Sunday, February 25, 2007

Elogio da Preguiça

Para quê preencher a folha em branco
Se há tanto canto para ouvir?
Para quê forçar a busca de palavras
Se não há uma meta certa a atingir?

Não há caos para organizar
Recalques para extravasar
Castelos para se demolir

Tudo ordem, tudo em paz
Ilusão breve que satisfaz
Quem não gosta de se iludir?

Quando deito na minha rede
Nenhuma fome, nenhuma sede
Um sorriso... o paraíso é aqui

Deixo a mente passear
Vários fatos contemplar
Nada que me abale em si

Essa vida proibida
Que o sustento inviabiliza
Se tu não é o Dorival Caymmi

Traz um bem estar danado
Leva aos noventa em bom estado
Talvez cem se resistir

Se o planeta está morrendo
Quem só dorme o polui bem menos
Deveria ser pago pra dormir

O trabalho é inimigo da natureza
Disso o índio já tinha certeza
Não é sábio quem divergir

Pelo seu bem e bem do mundo
Faça um avanço profundo
Deixe a preguiça lhe invadir!

Wednesday, February 21, 2007

Sidney Miller

Seu nome é Sidney Miller. Segundo a Wikipédia, madrinha de preguiçosos em geral, o compositor estreante na década de 60 era comparado com um tal de Chico Buarque, também estreante, pela timidez e pelo cuidado na construção das letras. A primeira música que ouvi dele foi “A Estrada e o Violeiro” (Ouça), que é arrepiante de tão linda, dueto do cara com Nara Leão. Depois de meu pai elogiar entusiasmado, resolvi ir atrás de mais coisas dele. Aí a internet, grande mãe dos curiosos, infinito baú de tesouros esquecidos, me trouxe diversas músicas do rapaz, que não teve tempo de atingir o status de seu companheiro de timidez: morreu aos 35 anos.

Seguem mais duas músicas do gênio: “Pois é, Pra que” (Ouça) e “Nós os Foliões”, (Ouça) essa com um trechinho em fita cantado pelo próprio, depois com o timbre pacificador de Paulinho da Viola. Ouçam, e me agradeçam depois.

Wednesday, February 07, 2007

Carnaval fora de órbita

A pancadaria na orla de Boa Viagem, no show de Ivete Sangalo, teve divulgação nacional. Após 3 anos sem trio elétrico na praia mais famosa de Recife, o tumulto deu fortes razões para as prévias carnavalescas continuarem longe do mar preferido dos tubarões. O saldo foi de 150 ocorrências policiais na delegacia de Boa Viagem (o triplo do normal), um homem baleado e cerca de 20 feridos, além da depredação de bancos e banheiros públicos.

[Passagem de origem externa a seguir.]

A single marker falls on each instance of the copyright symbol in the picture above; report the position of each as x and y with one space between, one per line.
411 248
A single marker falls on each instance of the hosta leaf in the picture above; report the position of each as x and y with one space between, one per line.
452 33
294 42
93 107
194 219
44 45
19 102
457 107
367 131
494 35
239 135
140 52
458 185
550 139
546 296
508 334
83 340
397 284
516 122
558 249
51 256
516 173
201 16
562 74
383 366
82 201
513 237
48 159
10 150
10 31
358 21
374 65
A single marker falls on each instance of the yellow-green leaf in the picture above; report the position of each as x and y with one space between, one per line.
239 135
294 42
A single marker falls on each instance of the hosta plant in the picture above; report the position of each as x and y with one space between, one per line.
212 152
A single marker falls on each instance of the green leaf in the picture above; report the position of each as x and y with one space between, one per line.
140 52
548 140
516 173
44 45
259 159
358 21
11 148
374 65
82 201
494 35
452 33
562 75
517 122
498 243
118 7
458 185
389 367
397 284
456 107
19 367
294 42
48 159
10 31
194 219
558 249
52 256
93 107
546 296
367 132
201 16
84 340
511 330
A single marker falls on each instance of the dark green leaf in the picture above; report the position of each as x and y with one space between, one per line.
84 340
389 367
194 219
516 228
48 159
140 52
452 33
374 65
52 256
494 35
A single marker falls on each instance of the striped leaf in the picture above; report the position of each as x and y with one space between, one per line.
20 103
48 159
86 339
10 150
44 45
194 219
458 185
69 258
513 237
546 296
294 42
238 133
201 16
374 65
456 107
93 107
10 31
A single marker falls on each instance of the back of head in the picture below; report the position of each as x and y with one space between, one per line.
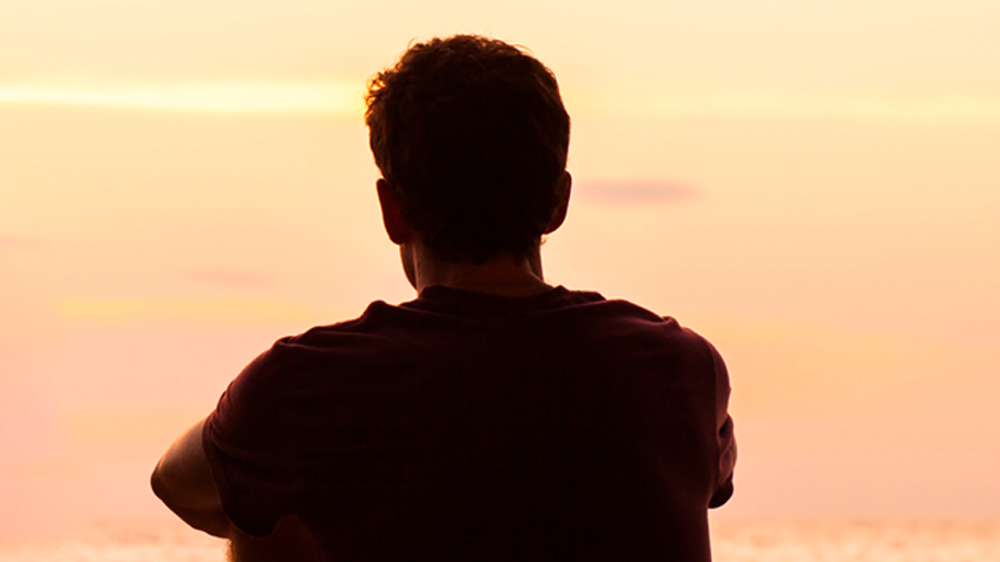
472 136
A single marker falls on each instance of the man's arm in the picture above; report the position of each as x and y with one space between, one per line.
183 481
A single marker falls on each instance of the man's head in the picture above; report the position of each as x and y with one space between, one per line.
472 137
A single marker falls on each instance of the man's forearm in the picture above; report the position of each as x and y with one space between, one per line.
291 541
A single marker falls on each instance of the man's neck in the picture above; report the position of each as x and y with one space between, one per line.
506 276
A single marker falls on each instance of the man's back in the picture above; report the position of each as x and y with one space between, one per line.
559 426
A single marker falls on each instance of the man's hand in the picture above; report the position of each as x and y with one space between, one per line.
183 481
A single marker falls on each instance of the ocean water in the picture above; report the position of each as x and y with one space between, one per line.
733 541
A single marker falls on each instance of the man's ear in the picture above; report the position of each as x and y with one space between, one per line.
392 216
562 191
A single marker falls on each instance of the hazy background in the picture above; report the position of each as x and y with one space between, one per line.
813 185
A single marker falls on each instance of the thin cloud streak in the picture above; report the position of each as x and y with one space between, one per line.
9 241
228 278
632 192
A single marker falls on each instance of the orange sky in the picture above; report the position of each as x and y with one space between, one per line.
812 186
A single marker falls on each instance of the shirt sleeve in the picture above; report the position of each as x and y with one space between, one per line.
725 437
246 442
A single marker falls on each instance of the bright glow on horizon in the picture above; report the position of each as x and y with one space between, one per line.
782 105
323 98
347 99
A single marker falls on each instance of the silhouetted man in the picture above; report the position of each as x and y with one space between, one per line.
495 417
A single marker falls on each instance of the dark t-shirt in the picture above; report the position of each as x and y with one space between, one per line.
467 426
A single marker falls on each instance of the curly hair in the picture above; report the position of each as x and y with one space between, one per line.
472 135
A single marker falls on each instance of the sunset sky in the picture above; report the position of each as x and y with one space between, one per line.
812 185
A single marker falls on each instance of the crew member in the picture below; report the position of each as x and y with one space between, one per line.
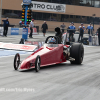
6 24
81 28
58 34
63 27
31 28
44 28
71 31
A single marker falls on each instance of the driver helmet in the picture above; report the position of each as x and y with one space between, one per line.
52 40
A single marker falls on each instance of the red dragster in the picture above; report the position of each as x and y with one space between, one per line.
50 54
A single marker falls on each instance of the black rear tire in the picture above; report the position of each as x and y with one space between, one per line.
37 64
77 52
16 61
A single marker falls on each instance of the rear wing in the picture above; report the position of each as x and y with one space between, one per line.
22 47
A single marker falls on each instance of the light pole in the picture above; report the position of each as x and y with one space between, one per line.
1 12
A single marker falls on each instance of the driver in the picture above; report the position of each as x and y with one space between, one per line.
52 41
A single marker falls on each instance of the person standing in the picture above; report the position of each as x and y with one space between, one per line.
71 31
63 27
31 28
20 23
98 32
90 29
58 34
81 28
44 28
6 24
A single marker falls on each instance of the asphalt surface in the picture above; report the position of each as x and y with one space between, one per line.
57 82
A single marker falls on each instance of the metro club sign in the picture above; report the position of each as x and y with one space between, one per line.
48 6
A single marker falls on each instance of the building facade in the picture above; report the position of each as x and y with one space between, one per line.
77 11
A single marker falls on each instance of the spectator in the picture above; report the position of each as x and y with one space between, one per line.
90 29
44 28
63 27
71 31
31 28
20 23
6 24
98 32
81 28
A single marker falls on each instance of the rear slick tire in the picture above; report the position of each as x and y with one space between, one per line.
37 64
77 52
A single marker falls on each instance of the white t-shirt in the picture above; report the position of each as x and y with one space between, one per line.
31 24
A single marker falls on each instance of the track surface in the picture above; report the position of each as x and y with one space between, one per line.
57 82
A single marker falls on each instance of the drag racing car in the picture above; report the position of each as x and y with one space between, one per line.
51 53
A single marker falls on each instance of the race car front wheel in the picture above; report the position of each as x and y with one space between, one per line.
37 64
77 52
16 61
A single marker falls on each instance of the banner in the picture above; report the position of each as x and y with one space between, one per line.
1 30
26 1
43 6
14 31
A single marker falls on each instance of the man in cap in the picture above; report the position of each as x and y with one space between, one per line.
31 28
71 31
44 28
6 24
81 28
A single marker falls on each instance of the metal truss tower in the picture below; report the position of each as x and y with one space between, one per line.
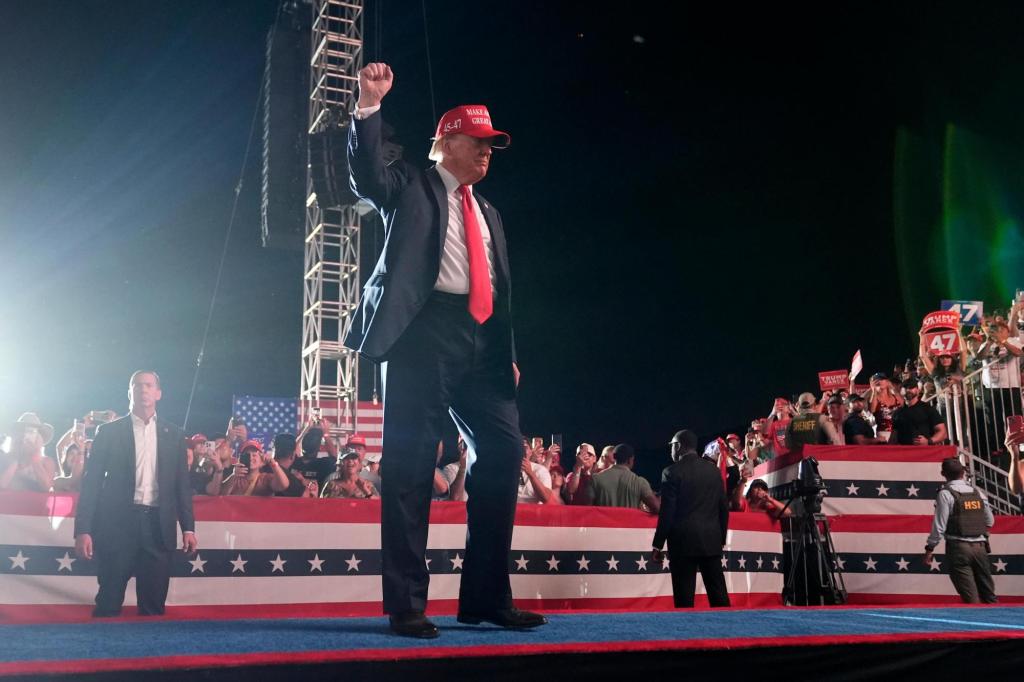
331 272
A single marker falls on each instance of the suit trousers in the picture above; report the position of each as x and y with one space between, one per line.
971 571
684 579
134 549
446 366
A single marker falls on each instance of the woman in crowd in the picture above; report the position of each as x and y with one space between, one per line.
72 467
883 400
255 474
28 467
758 499
345 482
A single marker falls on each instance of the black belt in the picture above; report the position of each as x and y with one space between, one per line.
449 299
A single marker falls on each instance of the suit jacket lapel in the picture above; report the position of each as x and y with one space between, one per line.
440 198
129 436
497 239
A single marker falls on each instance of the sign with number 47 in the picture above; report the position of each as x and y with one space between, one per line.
942 342
971 311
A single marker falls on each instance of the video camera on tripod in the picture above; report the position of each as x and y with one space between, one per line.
808 486
811 572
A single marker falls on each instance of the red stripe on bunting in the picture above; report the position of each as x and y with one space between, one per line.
35 613
279 657
889 523
915 454
300 510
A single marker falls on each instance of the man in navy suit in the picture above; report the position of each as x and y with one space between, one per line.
134 493
436 314
694 519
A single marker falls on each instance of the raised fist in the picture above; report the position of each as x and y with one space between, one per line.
375 82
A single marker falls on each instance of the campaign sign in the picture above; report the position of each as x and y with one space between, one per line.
942 342
940 320
830 381
971 311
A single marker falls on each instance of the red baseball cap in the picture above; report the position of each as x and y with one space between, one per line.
472 120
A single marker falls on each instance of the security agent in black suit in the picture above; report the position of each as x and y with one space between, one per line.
694 518
439 359
134 491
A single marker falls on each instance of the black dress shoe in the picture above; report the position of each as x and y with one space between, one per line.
511 619
413 624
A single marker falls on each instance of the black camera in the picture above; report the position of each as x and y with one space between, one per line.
808 485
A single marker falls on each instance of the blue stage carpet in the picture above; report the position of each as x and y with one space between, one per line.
138 644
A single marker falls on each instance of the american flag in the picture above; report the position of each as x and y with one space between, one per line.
266 417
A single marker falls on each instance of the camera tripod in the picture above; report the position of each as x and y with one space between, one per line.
812 574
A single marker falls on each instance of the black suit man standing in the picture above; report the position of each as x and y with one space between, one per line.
436 313
694 518
134 492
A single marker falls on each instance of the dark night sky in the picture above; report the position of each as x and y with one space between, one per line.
698 206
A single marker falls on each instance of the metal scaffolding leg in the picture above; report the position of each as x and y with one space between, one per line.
331 272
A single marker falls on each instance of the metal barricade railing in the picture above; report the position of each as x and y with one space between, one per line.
976 409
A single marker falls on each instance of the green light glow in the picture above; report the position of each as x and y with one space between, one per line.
956 214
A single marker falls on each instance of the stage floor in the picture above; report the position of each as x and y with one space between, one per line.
134 644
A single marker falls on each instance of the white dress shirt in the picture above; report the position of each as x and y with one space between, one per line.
146 487
453 276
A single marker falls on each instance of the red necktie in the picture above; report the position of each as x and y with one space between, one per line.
481 304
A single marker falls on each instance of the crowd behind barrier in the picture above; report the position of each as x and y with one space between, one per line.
970 398
302 557
966 397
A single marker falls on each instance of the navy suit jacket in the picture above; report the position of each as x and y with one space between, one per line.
694 514
109 483
415 209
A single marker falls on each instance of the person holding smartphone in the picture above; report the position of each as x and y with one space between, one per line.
1014 441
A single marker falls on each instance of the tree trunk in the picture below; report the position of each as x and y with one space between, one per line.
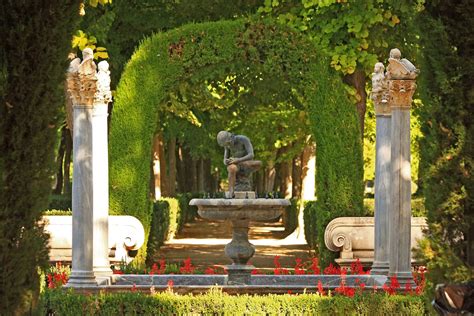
296 171
286 185
60 162
181 169
163 167
156 168
208 187
308 162
261 182
172 166
357 80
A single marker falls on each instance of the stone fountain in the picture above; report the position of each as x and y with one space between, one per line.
241 205
240 212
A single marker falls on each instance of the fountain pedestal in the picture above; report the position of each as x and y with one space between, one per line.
240 212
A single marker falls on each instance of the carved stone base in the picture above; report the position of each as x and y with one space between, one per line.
244 195
239 274
240 250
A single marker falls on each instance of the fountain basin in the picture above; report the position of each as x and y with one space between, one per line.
240 212
240 209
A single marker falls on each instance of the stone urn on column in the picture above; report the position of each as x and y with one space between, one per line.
90 93
382 169
401 75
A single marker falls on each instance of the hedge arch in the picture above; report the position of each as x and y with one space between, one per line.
199 51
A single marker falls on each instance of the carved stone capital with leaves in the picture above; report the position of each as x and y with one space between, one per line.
401 93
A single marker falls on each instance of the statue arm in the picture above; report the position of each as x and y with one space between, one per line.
248 149
226 155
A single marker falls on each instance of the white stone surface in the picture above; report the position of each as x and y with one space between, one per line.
82 219
125 233
100 179
353 237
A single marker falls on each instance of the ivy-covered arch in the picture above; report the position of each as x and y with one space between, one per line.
197 51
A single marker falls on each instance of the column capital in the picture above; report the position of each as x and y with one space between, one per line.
401 93
379 93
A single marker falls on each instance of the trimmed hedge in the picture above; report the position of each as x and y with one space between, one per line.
290 216
217 303
417 207
198 52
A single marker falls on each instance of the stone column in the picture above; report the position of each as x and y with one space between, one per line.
401 76
100 174
82 88
382 170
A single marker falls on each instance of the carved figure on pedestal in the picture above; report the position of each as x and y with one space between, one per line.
103 94
238 157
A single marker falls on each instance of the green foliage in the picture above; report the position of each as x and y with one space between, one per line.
135 20
353 33
290 215
310 223
446 150
259 54
169 216
417 207
60 202
35 40
339 180
217 303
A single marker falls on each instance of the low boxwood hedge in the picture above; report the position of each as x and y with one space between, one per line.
60 302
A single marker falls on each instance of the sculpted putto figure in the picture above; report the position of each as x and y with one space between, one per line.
400 68
238 155
103 83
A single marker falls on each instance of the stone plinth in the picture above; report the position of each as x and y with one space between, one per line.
125 234
353 238
401 86
382 170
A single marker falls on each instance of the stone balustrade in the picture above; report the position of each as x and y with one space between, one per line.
126 235
353 238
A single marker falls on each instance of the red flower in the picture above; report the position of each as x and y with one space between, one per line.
210 270
299 267
187 268
320 287
314 266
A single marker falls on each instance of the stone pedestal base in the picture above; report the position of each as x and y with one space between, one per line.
239 274
244 195
404 279
240 250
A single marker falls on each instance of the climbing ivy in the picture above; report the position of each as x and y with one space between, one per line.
273 65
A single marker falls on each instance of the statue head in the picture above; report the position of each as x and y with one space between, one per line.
379 68
224 138
87 54
395 53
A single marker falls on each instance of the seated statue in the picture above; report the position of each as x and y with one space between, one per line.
238 157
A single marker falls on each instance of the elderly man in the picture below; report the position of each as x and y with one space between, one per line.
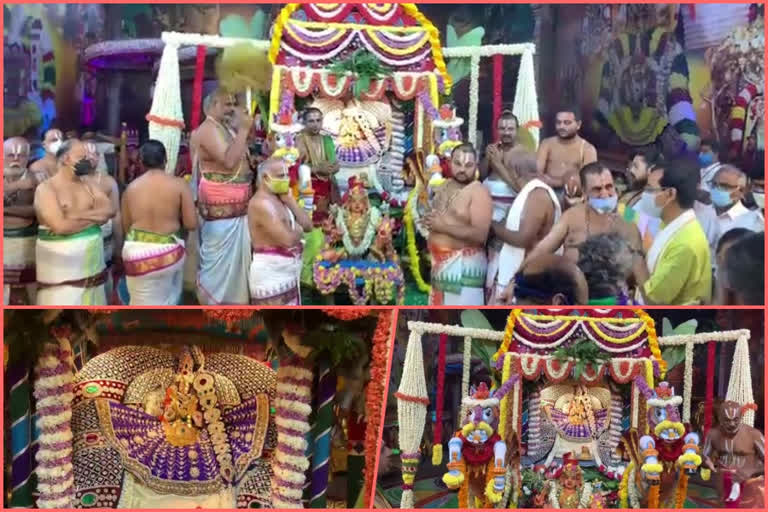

Tão ferida quanto os 20 ficou a imagem de Recife – a barbárie de Boa Viagem alertando sobre o que pode acontecer no carnaval da cidade. A prefeitura deve estar se lamentando por não ter deslocado mais policiais para cobrir o evento, de modo a evitar o filme queimado que pode afastar turistas.

Tanto os organizadores do bloco Balança Rolha, responsável pela vinda de Ivete, quanto a Secretaria de Defesa Social admitiram que subestimaram o público da festa – eram esperadas 200.000 pessoas, apareceram cerca de 500.000. Realmente, era difícil prever que uma artista obscura como Ivete Sangalo iria atrair tanta gente. Mas o organizador do bloco, o deputado André Campos, disse que mesmo que o público fosse metade do esperado, ainda assim o policiamento seria insuficiente.

A violência em Recife chegou a um ponto em que qualquer multidão desperta receios. Há quem responsabilize a ausência/ineficiência da polícia como a grande culpada. A impunidade para os criminosos faz com que o cidadão comum veja os direitos humanos com ironia – o criminoso desrespeita os direitos humanos e é protegido por eles. A impunidade joga álcool na fogueira da vingança, alimentando o discurso de que “bandido bom é bandido morto”.

Não é preciso muito esforço para ver a importância que a (falta de) educação tem nesse quadro. E essa lacuna é observada mesmo entre os que freqüentaram os melhores colégios, as melhores universidades. As pessoas estão cada vez mais míopes para as necessidades do outro – normas básicas de convivência deixaram de ser praticadas. E não há indício de melhoria geral, não enquanto vigorar o “consiga o que queres a qualquer preço, passando por cima de quem estiver no caminho”. Não enquanto a Ética continuar sendo um conjunto de princípios bonitos que não se aplicam à realidade.

Enquanto isso, brinquemos o carnaval – torcendo para que não chovam garrafas.